When AI builds tools, it defaults to writing deterministic rules (regex, if/else, templates) instead of using its own reasoning. This skill catches that — before you waste time building it.
You: "I'm building a tool that reviews survey scales"
AI (without this skill): AI (with this skill):
┌──────────────────────┐ ┌──────────────────────┐
│ if (score > 0.8) ✅ │ │ LLM analyzes each │
│ regex.test(content) │ │ item with rubric, │
│ template.replace() │ │ cites evidence, │
│ if/else chains │ │ scores confidence │
└──────────────────────┘ └──────────────────────┘
❌ AI-decorated ✅ AI-native
⏱️ 30 seconds from install to first review
Option A — One-line install (recommended):
curl -fsSL https://raw.githubusercontent.com/gtskevin/ai-native-review/main/install.sh | bashAuto-installs the skill + companion design rule for Codex and/or Claude Code when detected.

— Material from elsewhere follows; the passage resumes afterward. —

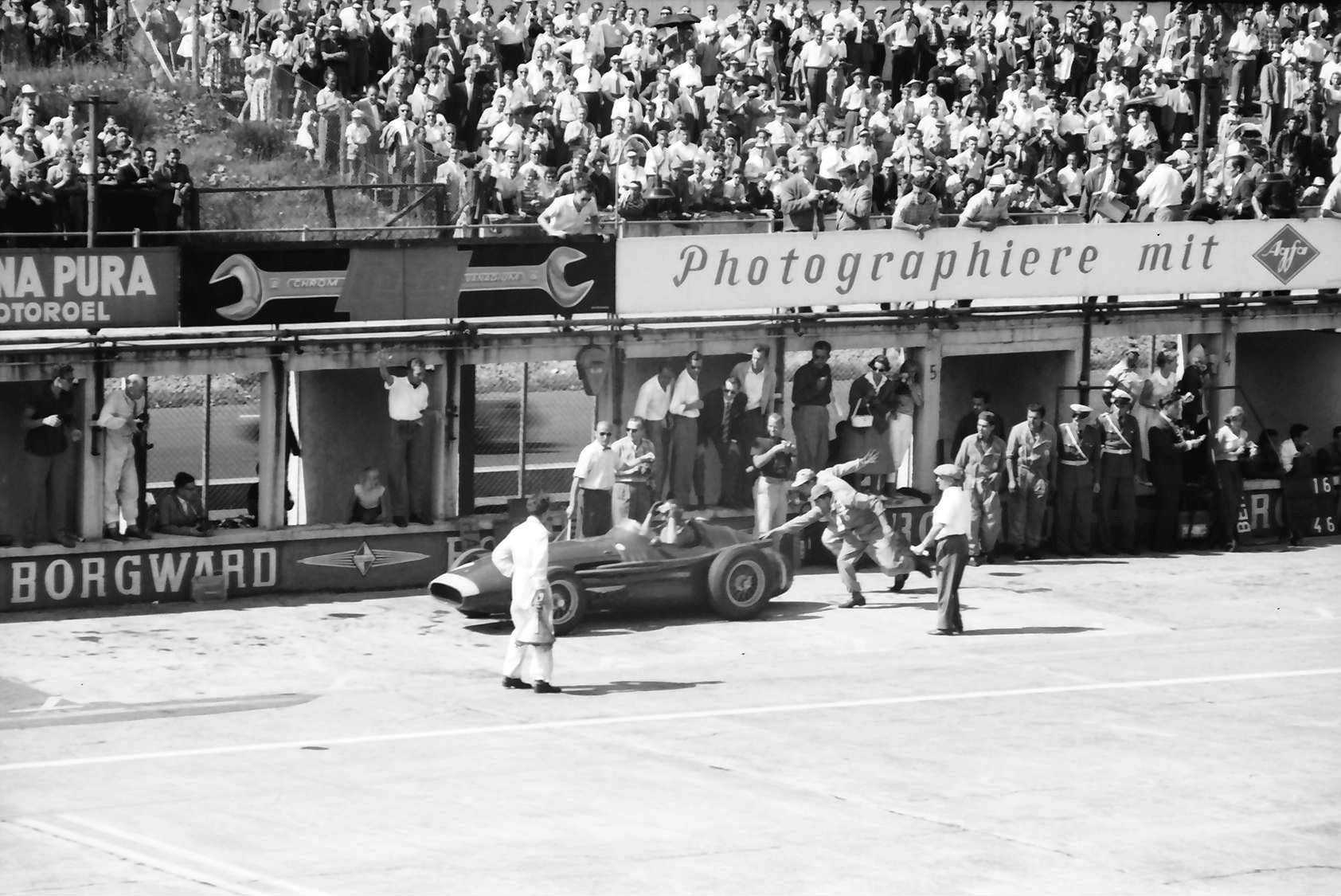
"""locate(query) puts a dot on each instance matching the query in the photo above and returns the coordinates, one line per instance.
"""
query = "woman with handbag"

Option B — Manual install for Codex:
git clone https://github.com/gtskevin/ai-native-review.git
mkdir -p ~/.codex/skills/ai-native-review
cp ai-native-review/SKILL.md ~/.codex/skills/ai-native-review/
cp -R ai-native-review/rules ~/.codex/skills/ai-native-review/
cp -R ai-native-review/examples ~/.codex/skills/ai-native-review/
rm -rf ai-native-reviewFor Claude Code, replace ~/.codex with ~/.claude.
Then invoke the skill:
Claude Code: /ai-native-review
Codex: Review this design for AI-native quality
Describe the tool you're building, or point the AI to an existing app, Skill, or codebase.
Expected output:
✅ Task decomposition: 8 subtasks tagged (🧠5 ⚙️2 👤1)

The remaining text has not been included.